You may have also heard that if you allow your children to nurse on demand and share a bed, then they might be smothered or they may continue nursing and bed-sharing until they are eleven years old.  The SIDS fear has been blown out of proportion because many people mistake co-sleeping for bed-sharing and they are not the same.  Very young infants are safer if they are in a bassinet or co-sleeper and not in the same bed. However, there are many studies that show the benefits of co-sleeping and bed-sharing as the infant gets older and as long as the parents follow safe guidelines.   So if you are not drinking alcohol or smoking and you are enjoying the night nursing and toddler bed-sharing, then you by all means, co-sleep and breastfeed for as long as you want.

That doesn’t mean that you should, though.  If it doesn’t work for you, then don’t do it.

The one thing that we know for sure is that sleep deprivation is a real thing and it isn’t OK.  It can cause depression, memory loss, grumpiness, the breakdown of marriage, not taking care of your self or your children among other things.  So if you are experiencing extreme sleep deprivation then you should do something!  

Here are some tips that help no matter where you find yourself on the spectrum:

1. Mom needs at least 5 hours of uninterrupted sleep

This is where dad or another care giver comes in.  If you are exclusively nursing, start introducing a bottle once nursing is established so that you can pump and dad can take care of feedings during those five hours.  This means that mom goes to bed when baby goes to bed and for the next 5 hours, mom sleeps in another room and has earplugs in while dad feeds, rocks, carries, soothes baby.  Once the 5 hours are up, dad has the rest of the night and mom takes over with the feedings.   

2. Routine

Once the baby is 3-4 months old, a routine can start to take shape.  Routines are really the cornerstone for good sleep habits.  With a routine, many children don’t need any sleep help, they simply fall asleep on their own due to the consistency and comfort of knowing what’s going to happen next.  Of course, many more infants, babies and toddlers need more help than just a routine.

3. The “French Pause”

This was made famous by Pamela Druckerman’s book, Bringing Up Bebe, where she talks about how the french culture always waits a minute or two before they rush to the baby’s side.   This allows the parent to determine what kind of fuss they are experiencing and often allows the child to settle themselves.  

4. Sleep associations

Newborns are always going to fall asleep nursing or drinking from the bottle so that is always everyone’s first sleep association.  But you can start to build in other sleep associations that go alongside nursing if you eventually want more independent sleeping.  White noise, music, essential oils, a special toy or lovey, or a certain kind of light are all good things to do while your child falls asleep so that you can remove one association and keep another to help them achieve independent sleep. 

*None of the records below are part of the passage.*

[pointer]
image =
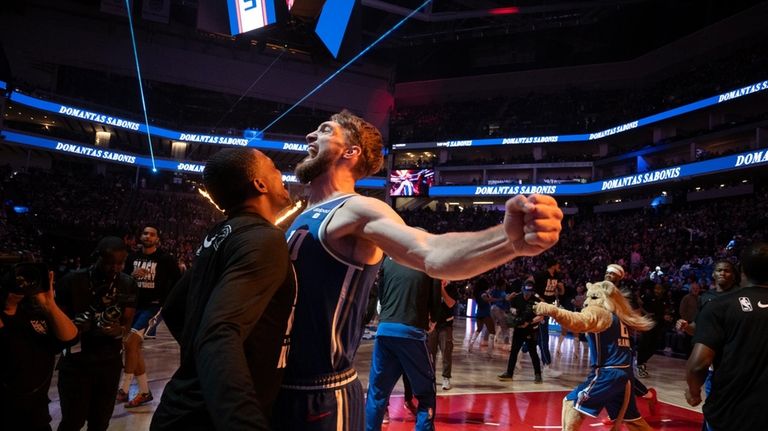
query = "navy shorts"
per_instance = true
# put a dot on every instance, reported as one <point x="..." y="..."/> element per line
<point x="142" y="318"/>
<point x="339" y="408"/>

5. Make sure your child doesn’t get overtired

An overtired child is a child who will never go to sleep.  They become hyperactive to keep themselves awake.  They go and go and go until they crash.  This is not a healthy situation for anyone.  Keep a lookout for signs of tiredness and use them to your advantage.  When you see yawns, droopy eyelids, decreased activity, or even some crankiness, it is time to put your child to sleep.  If you can, start the process before this happens so that once they are showing signs, you are right on schedule.

6. Have an active day and get outside

Be sure to get your children outside at least once per day.  It helps regulate their bodies and helps with night sleep.  The more active children are during the day, the better they will sleep at night.  This doesn’t necessarily mean keeping them from napping since sleep begets sleep, but it does mean to have a fun and active day!